Alarm coronavirus in Italy, patients zero are missing


By Victoria Hudson.

The number of coronavirus deaths in Italy rises to 4. According to official sources from the Lombardy Region, an 84-year-old man from Bergamo, hospitalized in the "Papa Giovanni XXIII" hospital of the Lombard city for previous diseases, died on Sunday from coronavirus. Thus, the number of coronavirus deaths in Italy rises to four: in all cases, these are elderly people with a previously compromised general clinical picture.

The president of the Lombardy region, Attilio Fontana, said that there are 165 cases in the region. Added to the 27 in the Veneto with two new cases announced on Monday morning, the 16 of Emilia Romagna seven registered on Monday, three in Piedmont and one in Lazio where two people have recovered, there are a total of 212 confirmed cases in Italy.

Italy is the third country in the world in terms of a number of infections, after China and South Korea. According to experts, this primacy is attributable to a more widespread control over patients who presented with flu symptoms. In commenting on the extraordinary measures launched by the government, Prime Minister Giuseppe Conte said that the number of infections is expected to grow.

With cases increasing throughout Northern Italy, one figure worries epidemiologists, virologists and infectious disease specialists: none of the people affected have been to China recently. People expected to deal with sick people who returned from the Wuhan area and instead have to deal with autochthonous infected people, which also worries the World Health Organization (WHO).

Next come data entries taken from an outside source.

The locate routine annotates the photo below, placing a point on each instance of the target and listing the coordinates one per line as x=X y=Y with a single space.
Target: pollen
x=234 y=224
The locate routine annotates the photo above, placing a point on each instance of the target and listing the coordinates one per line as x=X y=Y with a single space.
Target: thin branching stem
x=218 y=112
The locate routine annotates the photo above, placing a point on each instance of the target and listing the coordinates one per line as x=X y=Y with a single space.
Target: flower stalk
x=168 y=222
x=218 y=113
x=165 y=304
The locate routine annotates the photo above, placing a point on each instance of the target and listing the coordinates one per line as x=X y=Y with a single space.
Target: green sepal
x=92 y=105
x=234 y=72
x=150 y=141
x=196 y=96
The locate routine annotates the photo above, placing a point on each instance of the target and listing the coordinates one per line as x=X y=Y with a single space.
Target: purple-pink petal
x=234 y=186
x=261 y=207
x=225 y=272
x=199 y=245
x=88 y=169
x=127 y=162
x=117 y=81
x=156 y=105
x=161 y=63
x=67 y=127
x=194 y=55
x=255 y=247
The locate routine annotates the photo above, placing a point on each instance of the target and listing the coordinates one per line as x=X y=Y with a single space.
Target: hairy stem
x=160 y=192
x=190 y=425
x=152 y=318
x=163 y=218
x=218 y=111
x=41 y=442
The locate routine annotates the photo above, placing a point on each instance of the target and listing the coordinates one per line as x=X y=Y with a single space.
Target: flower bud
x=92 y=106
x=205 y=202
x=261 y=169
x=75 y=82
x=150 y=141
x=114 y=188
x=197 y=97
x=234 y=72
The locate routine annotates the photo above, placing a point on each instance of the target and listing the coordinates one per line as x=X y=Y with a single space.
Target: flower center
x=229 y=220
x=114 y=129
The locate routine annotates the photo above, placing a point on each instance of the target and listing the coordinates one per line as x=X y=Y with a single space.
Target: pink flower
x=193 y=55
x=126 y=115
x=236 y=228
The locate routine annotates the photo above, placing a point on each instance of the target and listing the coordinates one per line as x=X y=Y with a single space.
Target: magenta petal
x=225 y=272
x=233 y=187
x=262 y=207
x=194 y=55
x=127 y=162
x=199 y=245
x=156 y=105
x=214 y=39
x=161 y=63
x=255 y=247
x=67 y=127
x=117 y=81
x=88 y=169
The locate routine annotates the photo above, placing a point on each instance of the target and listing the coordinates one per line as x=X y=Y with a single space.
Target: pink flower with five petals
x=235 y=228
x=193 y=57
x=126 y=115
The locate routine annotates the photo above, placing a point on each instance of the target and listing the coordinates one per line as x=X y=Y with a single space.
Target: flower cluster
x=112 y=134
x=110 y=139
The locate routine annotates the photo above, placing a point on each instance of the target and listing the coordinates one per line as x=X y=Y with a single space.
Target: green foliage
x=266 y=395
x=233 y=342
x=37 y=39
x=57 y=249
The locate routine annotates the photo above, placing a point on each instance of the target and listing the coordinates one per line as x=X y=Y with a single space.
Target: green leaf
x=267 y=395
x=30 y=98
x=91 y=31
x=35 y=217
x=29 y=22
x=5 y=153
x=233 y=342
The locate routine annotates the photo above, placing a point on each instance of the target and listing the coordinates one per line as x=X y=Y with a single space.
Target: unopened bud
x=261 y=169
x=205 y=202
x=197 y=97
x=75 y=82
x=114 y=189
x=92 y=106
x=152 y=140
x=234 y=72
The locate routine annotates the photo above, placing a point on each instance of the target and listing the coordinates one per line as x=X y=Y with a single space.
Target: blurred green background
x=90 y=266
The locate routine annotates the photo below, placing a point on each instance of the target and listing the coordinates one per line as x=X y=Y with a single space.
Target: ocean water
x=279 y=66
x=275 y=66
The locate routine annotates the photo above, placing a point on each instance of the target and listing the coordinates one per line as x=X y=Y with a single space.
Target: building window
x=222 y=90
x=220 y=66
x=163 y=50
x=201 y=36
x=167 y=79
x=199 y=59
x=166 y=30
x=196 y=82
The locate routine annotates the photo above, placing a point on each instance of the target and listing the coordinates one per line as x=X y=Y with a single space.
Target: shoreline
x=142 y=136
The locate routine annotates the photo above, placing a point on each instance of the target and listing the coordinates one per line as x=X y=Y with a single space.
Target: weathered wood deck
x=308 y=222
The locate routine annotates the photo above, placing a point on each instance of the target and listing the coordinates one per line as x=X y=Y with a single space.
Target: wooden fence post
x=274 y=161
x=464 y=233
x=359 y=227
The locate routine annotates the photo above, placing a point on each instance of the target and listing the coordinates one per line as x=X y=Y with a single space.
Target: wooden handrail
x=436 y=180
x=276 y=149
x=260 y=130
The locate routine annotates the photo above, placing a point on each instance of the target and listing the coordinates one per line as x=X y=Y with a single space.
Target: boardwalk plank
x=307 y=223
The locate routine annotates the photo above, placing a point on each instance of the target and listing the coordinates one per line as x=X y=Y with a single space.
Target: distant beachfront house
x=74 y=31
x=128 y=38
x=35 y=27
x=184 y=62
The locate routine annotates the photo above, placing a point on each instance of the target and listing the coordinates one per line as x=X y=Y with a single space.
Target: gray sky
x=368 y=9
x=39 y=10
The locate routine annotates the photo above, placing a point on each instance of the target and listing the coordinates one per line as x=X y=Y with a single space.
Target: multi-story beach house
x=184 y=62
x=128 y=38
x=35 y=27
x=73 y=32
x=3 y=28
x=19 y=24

Zero cases are missing. Of the three outbreaks in Veneto and that in Lombardy, it is not possible to reconstruct the origin, that is, the contact of at least one patient with someone who has returned from China. The only suspect, the Lombard manager from Castiglione d'Adda, was "exonerated" by the serological tests. "It is the scenario that I have always feared and has come true: the first person infected is an Italian who has never been to the eastern countries", Giovanni Rezza, head of the infectious diseases of the Higher Institute of Health said. WHO sent a team to Italy to understand better what’s going on.